Rasulullah dan para sahabat sudah memberikan contoh yang gamblang dalam sejarah peradaban islam. Misalnya, ada seorang sahabat yang bernama Mus’ab bin Umair yaitu seorang pemuda Mekah yang parlente karena berasal dari kaum terpandang dan kaya-raya, sampai sampai Rasulullah saw pernah berkata: “kalau ada tercium bau harum semerbak maka dipastikan bahwa Mus’ab akan segela datang dan melewati tempat kita ini”.
Mus’ab yang pada awalnya seorang pemuda kaya dan dimanja oleh kedua orang tuanya akhirnya Allah swt melembutkan hatinya dan menerima hidayah islam.

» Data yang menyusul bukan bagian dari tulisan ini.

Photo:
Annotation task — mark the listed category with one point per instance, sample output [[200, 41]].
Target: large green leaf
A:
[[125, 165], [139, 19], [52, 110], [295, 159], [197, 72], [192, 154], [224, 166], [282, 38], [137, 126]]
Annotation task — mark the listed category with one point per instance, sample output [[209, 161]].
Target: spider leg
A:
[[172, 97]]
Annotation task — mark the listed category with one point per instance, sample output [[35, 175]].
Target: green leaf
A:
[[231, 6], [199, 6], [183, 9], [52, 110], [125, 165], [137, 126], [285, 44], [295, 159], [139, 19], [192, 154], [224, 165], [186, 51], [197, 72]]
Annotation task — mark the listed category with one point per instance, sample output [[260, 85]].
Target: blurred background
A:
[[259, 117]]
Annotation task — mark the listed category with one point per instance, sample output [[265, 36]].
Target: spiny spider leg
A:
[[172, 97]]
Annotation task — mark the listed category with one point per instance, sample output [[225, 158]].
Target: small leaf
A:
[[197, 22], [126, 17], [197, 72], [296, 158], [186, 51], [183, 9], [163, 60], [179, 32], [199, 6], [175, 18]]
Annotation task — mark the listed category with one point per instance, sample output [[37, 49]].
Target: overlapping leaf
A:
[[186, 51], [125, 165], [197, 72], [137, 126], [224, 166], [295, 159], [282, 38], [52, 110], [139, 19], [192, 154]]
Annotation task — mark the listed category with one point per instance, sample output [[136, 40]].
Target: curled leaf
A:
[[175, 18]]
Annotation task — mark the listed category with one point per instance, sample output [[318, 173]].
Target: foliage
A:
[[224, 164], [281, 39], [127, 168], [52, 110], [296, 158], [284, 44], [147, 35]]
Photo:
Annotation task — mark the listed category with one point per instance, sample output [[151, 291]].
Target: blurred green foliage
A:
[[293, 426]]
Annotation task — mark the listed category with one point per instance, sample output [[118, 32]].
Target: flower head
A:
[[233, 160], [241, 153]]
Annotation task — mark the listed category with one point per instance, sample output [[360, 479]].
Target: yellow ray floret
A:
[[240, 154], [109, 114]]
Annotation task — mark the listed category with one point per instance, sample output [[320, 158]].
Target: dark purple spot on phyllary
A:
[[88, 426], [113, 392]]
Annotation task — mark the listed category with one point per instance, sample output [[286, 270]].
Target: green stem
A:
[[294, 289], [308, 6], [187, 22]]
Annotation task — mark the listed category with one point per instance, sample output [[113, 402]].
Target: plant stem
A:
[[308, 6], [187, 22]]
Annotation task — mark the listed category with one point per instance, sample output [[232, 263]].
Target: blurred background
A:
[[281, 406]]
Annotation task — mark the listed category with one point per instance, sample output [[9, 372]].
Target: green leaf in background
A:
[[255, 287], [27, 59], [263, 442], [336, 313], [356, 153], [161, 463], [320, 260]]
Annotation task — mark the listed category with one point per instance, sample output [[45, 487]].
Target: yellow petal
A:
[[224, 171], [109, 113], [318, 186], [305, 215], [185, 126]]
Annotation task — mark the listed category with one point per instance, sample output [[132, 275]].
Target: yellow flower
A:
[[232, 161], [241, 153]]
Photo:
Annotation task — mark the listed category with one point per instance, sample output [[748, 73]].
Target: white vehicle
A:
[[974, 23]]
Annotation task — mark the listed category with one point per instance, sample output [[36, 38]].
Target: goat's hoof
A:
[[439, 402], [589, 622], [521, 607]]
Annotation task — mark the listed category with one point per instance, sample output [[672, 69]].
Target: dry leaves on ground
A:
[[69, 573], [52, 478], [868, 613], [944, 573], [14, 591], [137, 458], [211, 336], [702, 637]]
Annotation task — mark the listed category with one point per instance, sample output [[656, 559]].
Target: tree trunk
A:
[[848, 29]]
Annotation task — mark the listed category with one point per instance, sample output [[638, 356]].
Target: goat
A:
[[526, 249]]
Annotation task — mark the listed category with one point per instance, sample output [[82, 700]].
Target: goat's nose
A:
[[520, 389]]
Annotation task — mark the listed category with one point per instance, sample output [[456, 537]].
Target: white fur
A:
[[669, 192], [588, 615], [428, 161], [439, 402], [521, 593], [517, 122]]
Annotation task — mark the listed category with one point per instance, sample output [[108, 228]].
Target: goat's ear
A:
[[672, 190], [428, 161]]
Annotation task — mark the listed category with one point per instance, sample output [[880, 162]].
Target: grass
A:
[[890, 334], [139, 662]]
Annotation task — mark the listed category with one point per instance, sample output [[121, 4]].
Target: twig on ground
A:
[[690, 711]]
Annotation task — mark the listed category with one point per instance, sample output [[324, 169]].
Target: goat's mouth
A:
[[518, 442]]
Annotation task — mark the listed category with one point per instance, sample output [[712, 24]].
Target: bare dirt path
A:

Sontak mendengar kabar itu membuat keluarga besar Mus’ab menjadi terkejut dan marah besar. Yang paling kecewa waktu itu tentu adalah ibunya. Pada suatu ketika setelah dibujuk dan dirayu agar Mus’ab mau kembali memeluk agama nenek moyang mereka dan ini tidak mempan maka, ibunya Mus’ab melakukan strategi mogok makan. Ibunya tidak akan makan dengan harapan Mus’ab mau meninggalkan Islam yang sudah tertanam dalam diri Mus’ab dan kembali kepada agama nenek moyangnya. Pada mulanya Mus’ab terkejut dan agak bergoncang namun, akhirnya Mus’ab menemukan jawabannya yang sangat fenomenal: “seandainya ibu punya seratus nyawa dan keluar satu persatu maka aku tidak akan meninggalkan islam ini”. melihat keteguhan anaknya maka ibunya Mus’ab akhirnya mengalah dan membiarkan Mus’ab dengan keimanannya. Mus’ab adalah salah seorang duta Rasulullah ke Madinah. Sebelum Rasulullah hijrah ke Madinah Mus’ab adalah salah seorang diantara sahabat yang diutus oleh Rasulullah ke Madinah untuk mengenalkan dan mendakwahkan islam, yang akhirnya penduduk Madinah sebagian besar masuk islam dan menerima kehadiran Rasulullah SAW.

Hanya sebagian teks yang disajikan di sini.